After ordering the cab for Pre-Jón, I left my newborn son with my mother and Fridrik Johnson, her second husband, and travelled to Hamburg, where I stayed for two years, as I recall. I was still too young to settle into the humdrum of Icelandic existence and needed to savour more of life before surrendering to ‘infant mortality’ – because women know that as soon as their children are born, they themselves die. I’d actually had a child before and refused to die for it and instead went on living, which was the biggest mistake of my life. I hadn’t planned on repeating it, but after six months of ploughing against the gales of northern sleet, I’d had enough. I wasn’t made for greyness.
This was my last attempt at making something of myself. I was almost thirty and had learned nothing from life, apart from how to handle a hand grenade and dance the tango. In Hamburg I’d intended to study photography. I’d always enjoyed drawing, and in New York, Bob, who was my boyfriend at the time, had introduced me to this new art form. His father owned an original picture by Man Ray and books on the work of Cartier-Bresson and Brassaï, which caught my eye like ink-black claws.
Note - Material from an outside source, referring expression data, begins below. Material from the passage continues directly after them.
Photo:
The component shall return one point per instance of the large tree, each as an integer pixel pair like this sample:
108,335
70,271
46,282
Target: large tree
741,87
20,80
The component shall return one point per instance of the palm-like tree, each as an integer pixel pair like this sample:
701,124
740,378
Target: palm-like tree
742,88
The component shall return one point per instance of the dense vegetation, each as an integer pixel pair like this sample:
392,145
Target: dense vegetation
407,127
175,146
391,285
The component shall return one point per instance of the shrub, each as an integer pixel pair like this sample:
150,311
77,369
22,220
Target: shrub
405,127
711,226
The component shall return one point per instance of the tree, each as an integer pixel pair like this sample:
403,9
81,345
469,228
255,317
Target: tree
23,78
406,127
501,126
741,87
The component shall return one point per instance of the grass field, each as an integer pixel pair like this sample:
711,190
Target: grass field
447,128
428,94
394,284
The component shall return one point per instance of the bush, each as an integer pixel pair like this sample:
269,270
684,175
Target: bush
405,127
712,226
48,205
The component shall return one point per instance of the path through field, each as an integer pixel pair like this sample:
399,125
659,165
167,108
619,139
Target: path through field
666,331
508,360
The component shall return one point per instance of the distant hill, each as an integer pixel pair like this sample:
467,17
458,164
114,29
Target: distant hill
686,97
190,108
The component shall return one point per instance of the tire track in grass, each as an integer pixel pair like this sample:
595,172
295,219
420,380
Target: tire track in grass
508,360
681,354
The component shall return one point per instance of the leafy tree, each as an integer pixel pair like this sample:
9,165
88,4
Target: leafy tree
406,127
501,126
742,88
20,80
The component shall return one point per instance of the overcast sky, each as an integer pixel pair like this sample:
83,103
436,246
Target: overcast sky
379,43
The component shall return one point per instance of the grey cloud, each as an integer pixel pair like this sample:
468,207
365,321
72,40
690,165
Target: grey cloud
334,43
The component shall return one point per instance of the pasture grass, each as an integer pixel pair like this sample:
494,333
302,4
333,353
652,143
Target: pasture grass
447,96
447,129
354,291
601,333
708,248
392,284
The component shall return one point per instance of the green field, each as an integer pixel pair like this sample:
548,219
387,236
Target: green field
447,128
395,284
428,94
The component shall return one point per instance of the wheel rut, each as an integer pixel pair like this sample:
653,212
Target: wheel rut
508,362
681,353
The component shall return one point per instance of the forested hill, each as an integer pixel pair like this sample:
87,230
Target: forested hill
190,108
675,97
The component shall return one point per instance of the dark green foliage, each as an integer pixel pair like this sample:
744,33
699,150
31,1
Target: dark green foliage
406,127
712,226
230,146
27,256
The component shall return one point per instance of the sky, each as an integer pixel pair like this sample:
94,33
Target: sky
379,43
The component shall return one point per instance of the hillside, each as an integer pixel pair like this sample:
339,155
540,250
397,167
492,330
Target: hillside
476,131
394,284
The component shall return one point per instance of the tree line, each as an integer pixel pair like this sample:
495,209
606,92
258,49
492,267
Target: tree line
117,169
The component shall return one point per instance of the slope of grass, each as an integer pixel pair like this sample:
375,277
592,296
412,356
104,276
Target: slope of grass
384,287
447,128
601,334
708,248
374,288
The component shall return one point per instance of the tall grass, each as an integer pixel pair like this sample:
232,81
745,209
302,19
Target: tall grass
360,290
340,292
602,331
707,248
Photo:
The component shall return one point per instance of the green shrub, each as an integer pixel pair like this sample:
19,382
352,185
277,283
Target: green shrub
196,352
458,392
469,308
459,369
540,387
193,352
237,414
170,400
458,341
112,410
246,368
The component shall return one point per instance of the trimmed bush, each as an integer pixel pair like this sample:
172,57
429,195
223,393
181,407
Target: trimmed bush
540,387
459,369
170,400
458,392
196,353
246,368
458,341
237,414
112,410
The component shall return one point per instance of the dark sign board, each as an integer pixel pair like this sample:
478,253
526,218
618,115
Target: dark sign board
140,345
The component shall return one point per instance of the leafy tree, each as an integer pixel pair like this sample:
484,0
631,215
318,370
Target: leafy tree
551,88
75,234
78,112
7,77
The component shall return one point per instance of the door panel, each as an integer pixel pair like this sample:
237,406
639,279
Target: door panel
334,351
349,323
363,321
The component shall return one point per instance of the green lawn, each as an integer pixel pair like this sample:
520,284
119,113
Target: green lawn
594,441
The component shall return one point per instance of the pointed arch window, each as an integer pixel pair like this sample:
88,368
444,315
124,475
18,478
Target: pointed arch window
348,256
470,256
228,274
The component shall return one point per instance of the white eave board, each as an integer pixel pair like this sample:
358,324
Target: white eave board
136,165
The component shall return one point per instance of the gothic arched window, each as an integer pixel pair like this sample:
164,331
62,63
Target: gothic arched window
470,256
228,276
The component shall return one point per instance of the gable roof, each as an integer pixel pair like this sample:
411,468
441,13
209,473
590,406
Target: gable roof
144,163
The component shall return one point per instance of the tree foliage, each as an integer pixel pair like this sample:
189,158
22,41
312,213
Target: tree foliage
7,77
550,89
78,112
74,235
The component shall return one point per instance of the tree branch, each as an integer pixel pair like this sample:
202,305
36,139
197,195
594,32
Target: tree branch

Back home in Iceland, there wasn’t much worth seeing, so I did my best to keep up and sometimes bought Vogue and Life when they were available. Few Icelandic women had made careers as photographers back then, and my father said that if I had a talent for anything, it had to be ‘the art of the moment.’
I had stayed in the Hanseatic city back during the war. In those days it lay in ruins, but now it had all been cleaned up and rebuilt. Always quick to pick themselves up, those Germans. But there was a housing shortage and I soon found myself sharing a room in the Schanzenviertel, the District of Chance, in an apartment with a German girl and her French girlfriend Joséphine. They were a lot younger than I was, pleasure-seeking girls, who lived fast at night and slow during the day. Nevertheless I got sucked into the bright lights with them, and my memory of my time in that city is pretty hazy, as I roamed between the nightlife and the darkroom.
Josie was one of those city girls who knew only the ‘people who mattered.’ And Astrid Kirchherr had by then become something of a star among the young people in the clubs, a short-haired blond of delicate beauty who, like me, was smitten with photography. In those days the main venues were the Kaiserkeller and the Top Ten Club, and one night we popped into the former and saw the boy band from Liverpool playing their electrifying numbers. There was no explosion in the cellar – that came later – but you could see how this music was ushering in a new sensibility. They played American rock music in a European way. The youth of Hamburg, who had been brought up on Bach and beer jazz, had never heard anything like it. I didn’t know much about pop music, of course, but I fell for these long-haired lads’ innocence and joy in playing. They radiated a kind of newly won freedom: finally we had put the war behind us.